The history of Ethiopian coffee
The origins of coffee are almost certainly Ethiopia. And this remarkable country in East Africa is still the beating heart of coffee in many ways. Here are some reasons why: It has a history of coffee consumption that is likely 1000 years old. Almost all the genetic diversity found in coffee can only be found in Ethiopia where hundreds of coffee varieties grow in wild, semi-wild and cultivated farms alike. The name of coffee in the Amharic language is Buna. Around 7 million jute sacks of coffee are grown and processed in Ethiopia every year and amazingly, Ethiopians love coffee so much, only 4 million of those bags are exported!
Ethiopia has at least six different distinct growing regions. Harrar is one of the oldest and was for a long time the most famous area. As Ian Bersten said in ‘Coffee Floats, Tea Sinks’: “Longberry Harrar is much prized but very difficult to find. It is a large bean with a pronounced… winey flavour.” More recently, Sidamo and Yirgacheffe have become the most exciting coffee regions in Ethiopia. In fact, these first three growing regions were trademarked by the Ethiopian government because of their special, unique and fantastic flavours. Here at Boun Beans we especially like the flavours of Yirgacheffe and regularly work with the Aricha Washing Station. This coffee has really amazing fruit notes like mango, apricot and peach. Other noted growing regions of Ethiopia include Limu, Jimma and Lekempti. But the different growing regions are only one of the reasons why Ethiopia is so special.
Unlike in many other countries, coffee still grows wild in Ethiopia. In fact, there are three main sources of coffee in Ethiopia: wild, semi-wild and farmed coffees. Sometimes these are known as forest, garden and plantation coffees. The wild coffee growing in Ethiopia is usually surrounded by shade trees and the coffee trees themselves tend to be older than cultivated coffee tress. What’s more, when left uncut, a coffee tree can grow up to 20 feet tall – so expect to turn your head up to the heavens if you run into a wild Ethiopian coffee tree. Garden or semi-wild coffees are grown by small holder farmers alongside other crops. These coffees will be more managed than the wild coffees but are still not produced in anything like the large agricultural systems you might think of as modern-day farming. The majority of coffee grown in Ethiopia would be considered garden or semi-wild. Finally, we have cultivated or estate coffees. These beans are grown using more modern agricultural techniques on large farms and often are just one variety of coffee. These different styles of production also give a special quality to Ethiopian coffee.

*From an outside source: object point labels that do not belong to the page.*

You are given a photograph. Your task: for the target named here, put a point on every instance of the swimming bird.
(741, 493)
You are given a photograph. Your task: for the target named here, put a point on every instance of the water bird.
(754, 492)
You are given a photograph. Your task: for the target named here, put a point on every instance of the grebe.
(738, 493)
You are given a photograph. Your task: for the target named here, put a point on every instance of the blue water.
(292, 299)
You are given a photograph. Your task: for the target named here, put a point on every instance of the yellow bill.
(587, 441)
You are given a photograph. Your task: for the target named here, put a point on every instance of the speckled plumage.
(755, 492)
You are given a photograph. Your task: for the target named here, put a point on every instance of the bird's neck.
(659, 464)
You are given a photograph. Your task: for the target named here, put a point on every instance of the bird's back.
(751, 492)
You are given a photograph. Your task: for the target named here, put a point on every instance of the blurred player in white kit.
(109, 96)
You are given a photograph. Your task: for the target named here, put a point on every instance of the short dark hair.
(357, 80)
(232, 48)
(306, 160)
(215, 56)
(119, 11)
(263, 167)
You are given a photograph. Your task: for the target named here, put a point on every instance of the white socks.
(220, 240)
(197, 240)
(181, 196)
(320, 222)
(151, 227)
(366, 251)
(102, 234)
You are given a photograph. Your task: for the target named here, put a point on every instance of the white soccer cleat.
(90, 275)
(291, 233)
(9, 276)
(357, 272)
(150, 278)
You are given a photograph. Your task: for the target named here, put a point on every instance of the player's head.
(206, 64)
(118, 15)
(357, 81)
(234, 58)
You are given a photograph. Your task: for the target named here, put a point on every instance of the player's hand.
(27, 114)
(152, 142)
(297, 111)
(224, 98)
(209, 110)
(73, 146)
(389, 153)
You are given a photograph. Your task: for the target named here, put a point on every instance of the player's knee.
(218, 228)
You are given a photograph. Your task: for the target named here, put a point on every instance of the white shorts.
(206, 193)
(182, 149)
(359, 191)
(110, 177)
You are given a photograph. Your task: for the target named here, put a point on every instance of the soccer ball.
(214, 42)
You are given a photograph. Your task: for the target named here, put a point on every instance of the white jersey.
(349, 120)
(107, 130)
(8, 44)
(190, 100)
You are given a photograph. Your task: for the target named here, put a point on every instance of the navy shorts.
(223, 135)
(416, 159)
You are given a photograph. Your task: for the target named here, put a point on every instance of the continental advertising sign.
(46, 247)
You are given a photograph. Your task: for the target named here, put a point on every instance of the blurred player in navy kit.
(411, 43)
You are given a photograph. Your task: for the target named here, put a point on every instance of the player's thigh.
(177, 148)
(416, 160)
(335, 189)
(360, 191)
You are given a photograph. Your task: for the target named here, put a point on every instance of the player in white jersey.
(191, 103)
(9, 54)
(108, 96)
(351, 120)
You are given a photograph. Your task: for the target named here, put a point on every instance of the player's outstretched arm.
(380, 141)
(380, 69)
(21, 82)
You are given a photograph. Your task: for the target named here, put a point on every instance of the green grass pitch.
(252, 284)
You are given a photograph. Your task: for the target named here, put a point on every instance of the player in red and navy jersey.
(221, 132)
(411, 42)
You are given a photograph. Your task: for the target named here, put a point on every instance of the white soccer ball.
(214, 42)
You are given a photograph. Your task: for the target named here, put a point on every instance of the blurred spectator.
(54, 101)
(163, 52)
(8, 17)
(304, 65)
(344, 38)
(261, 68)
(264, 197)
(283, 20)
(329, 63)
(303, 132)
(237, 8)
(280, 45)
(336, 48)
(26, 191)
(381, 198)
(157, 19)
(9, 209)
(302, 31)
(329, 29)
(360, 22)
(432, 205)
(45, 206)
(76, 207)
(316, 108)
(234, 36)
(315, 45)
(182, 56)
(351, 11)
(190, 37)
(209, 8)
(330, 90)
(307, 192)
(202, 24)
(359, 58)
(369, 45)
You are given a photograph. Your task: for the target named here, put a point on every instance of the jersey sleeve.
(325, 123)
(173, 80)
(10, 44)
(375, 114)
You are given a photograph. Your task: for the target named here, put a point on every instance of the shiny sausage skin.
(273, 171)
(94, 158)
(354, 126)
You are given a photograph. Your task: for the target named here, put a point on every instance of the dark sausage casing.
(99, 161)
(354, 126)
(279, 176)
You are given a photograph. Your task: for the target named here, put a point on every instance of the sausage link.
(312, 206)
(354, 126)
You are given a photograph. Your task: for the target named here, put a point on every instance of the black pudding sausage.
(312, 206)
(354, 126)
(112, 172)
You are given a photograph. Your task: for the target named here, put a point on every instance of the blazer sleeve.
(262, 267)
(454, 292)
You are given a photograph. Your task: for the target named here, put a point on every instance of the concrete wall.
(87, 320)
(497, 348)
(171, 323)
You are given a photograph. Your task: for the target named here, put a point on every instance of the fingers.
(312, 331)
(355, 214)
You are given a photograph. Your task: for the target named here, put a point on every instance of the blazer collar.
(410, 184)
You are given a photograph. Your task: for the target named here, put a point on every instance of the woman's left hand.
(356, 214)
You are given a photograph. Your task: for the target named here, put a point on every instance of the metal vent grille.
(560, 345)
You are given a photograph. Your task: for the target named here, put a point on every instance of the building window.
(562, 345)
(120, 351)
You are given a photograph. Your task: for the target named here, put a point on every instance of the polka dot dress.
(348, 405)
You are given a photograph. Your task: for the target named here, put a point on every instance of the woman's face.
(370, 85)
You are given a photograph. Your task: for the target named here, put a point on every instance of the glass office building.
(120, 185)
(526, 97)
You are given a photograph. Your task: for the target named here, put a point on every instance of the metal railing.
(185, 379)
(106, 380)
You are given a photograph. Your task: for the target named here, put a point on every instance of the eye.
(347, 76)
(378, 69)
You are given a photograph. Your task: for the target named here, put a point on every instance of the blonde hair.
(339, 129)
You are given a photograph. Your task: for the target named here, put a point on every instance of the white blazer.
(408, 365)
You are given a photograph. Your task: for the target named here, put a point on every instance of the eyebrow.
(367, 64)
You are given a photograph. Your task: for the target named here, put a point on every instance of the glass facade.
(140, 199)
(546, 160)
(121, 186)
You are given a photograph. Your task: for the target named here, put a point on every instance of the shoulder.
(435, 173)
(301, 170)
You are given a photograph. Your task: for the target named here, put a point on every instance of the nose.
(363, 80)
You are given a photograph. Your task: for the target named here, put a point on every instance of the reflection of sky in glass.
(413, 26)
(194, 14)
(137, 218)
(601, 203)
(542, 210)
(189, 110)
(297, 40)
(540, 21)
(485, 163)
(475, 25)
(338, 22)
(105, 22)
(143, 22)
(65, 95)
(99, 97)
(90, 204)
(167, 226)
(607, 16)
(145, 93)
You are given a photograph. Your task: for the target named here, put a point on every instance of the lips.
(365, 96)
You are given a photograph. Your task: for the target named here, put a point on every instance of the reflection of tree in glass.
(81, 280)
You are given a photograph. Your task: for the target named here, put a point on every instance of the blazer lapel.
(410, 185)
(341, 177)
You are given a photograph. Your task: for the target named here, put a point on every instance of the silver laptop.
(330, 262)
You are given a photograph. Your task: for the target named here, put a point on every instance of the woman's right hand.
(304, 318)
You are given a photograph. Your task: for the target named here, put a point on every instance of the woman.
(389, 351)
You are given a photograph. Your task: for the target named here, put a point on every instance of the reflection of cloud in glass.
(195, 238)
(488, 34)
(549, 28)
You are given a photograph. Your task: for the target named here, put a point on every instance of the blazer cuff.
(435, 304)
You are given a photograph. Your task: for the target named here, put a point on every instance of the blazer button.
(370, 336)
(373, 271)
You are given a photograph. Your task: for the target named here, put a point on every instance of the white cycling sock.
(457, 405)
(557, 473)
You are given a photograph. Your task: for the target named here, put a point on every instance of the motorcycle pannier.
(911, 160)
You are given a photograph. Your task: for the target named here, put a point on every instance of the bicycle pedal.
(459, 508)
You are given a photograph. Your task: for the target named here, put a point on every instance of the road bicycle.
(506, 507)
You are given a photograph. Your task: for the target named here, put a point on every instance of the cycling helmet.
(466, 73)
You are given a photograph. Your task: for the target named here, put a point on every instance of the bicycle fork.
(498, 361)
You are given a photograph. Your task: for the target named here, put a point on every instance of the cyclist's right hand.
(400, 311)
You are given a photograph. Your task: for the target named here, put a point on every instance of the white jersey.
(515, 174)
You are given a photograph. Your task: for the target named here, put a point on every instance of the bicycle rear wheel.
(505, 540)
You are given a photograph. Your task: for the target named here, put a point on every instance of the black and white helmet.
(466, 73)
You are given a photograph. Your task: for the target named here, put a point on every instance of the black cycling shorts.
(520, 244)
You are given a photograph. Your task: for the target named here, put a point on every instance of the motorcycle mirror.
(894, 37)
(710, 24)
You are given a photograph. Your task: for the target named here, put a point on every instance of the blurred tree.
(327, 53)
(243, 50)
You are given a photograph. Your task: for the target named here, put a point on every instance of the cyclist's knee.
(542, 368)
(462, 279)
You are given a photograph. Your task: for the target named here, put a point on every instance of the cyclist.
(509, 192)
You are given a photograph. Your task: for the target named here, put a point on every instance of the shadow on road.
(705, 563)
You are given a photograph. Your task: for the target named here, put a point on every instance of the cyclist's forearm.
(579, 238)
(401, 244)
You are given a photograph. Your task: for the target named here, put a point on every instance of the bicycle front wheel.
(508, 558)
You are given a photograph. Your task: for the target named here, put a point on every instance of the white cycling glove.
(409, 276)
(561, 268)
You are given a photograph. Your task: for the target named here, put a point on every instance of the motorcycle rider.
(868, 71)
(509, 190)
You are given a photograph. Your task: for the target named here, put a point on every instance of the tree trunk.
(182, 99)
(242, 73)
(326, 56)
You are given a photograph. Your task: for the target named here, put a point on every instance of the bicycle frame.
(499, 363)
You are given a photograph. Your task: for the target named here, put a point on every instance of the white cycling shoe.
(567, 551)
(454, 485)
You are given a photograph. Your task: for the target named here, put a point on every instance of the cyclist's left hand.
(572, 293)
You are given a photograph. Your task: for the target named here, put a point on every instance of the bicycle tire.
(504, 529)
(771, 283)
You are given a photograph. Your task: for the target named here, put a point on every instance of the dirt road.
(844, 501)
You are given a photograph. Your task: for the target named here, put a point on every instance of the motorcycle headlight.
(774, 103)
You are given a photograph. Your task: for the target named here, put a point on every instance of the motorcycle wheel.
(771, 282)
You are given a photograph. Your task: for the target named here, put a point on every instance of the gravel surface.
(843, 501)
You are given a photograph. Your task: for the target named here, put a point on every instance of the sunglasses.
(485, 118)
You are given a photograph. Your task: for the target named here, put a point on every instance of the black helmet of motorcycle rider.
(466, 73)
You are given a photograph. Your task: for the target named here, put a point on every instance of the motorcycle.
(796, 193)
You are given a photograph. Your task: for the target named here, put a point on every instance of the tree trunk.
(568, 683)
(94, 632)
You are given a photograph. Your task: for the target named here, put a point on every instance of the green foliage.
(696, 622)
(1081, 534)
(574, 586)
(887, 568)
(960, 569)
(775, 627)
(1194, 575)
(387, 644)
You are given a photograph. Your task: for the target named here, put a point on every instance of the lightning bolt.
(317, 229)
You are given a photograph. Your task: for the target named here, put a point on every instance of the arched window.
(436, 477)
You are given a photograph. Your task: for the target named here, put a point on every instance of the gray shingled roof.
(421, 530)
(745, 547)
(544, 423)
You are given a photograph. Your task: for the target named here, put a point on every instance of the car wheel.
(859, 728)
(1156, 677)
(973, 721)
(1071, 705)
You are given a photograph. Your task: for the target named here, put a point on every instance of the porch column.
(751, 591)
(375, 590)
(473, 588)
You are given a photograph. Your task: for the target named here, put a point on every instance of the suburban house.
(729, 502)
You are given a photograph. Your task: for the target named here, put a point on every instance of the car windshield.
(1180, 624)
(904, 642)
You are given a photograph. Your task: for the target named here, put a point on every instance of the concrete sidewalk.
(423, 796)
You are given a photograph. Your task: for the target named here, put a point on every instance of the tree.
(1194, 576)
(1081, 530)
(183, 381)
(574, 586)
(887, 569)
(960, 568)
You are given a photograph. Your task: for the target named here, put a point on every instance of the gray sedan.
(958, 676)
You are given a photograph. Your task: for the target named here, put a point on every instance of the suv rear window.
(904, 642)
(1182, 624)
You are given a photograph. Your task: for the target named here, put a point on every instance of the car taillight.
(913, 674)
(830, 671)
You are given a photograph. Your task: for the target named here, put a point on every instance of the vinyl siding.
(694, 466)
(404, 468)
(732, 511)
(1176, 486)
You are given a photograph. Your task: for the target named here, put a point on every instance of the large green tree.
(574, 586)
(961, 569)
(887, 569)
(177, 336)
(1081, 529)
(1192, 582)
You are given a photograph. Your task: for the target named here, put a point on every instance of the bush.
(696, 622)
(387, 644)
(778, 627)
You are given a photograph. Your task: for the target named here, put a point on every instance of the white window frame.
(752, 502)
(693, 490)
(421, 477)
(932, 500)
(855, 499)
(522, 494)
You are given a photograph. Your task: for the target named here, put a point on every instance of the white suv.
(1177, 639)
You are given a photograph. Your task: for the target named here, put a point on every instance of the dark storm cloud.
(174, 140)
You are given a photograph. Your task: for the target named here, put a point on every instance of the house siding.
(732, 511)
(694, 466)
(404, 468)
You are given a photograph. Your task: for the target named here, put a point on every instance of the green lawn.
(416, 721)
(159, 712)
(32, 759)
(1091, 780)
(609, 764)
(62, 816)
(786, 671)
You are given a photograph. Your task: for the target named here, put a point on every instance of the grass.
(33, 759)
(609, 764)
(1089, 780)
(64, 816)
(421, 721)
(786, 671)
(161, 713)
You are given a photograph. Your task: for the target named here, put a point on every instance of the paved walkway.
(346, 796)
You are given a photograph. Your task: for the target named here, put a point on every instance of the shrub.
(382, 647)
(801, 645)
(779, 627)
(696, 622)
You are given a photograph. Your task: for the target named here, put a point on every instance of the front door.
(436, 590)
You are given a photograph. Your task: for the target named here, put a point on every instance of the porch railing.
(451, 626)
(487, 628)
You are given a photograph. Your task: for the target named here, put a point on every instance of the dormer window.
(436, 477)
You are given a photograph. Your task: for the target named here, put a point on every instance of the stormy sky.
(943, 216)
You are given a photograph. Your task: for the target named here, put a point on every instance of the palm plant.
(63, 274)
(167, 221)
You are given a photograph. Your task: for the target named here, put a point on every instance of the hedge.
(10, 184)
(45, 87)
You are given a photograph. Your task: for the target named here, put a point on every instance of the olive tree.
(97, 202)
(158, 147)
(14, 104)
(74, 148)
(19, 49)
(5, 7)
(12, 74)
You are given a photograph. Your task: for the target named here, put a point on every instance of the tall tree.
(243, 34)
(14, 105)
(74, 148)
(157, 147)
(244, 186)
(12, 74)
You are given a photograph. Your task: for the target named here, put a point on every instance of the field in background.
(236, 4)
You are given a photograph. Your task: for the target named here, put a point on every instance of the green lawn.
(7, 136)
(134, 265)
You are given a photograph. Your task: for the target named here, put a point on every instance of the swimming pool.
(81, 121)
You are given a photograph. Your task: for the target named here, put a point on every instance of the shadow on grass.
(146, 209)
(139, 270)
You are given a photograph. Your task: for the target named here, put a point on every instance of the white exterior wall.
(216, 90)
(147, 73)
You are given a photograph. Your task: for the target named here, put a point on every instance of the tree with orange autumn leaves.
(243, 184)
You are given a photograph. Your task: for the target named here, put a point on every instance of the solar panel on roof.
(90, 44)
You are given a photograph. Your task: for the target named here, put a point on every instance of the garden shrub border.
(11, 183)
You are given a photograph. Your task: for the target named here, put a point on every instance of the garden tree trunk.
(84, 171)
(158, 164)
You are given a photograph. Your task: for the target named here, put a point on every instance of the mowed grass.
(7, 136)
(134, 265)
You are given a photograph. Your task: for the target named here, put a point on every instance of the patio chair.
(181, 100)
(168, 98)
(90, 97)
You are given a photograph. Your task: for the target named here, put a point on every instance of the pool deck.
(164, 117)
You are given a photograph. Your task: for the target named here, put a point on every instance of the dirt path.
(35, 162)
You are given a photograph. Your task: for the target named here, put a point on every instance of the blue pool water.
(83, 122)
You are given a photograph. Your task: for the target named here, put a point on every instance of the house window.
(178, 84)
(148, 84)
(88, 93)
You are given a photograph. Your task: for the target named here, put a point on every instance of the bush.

Here at Boun Beans we only buy Grade One coffees; this is why we consider our coffee to be a luxury product. In Ethiopia only the absolute best coffees can be graded at a grade one level. This means it has the lowest level of defects possible and cupping at the highest possible cup scores. As Ethiopian coffees have gained a greater reputation over the last ten or twenty years, the prices of coffees from Ethiopia has gone up considerably. This increase in cost has led some roasters to choose to work with grade two or even lower grades, but at Boun Beans we know that simply will not work for our coffee connoisseur customers.
If this has got you curious about how Ethiopian coffee really tastes, we recommend you get yourself a bag as soon as possible. These coffees never fail to wow and impress and if you want to try a taste of coffee unlike any other, you must start with Ethiopia.
We hope this blog has helped you understand a little of how the life of our coffees before they come to Boun Beans. We look for farmers who hand pick the ripest, sweetest coffee cherry and produce their coffee with the same care and consideration that we roast your coffee. Boun Beans then roasts these coffees to perfection, showcasing all of the great work the farmer does and bringing a unique, luxury product to you.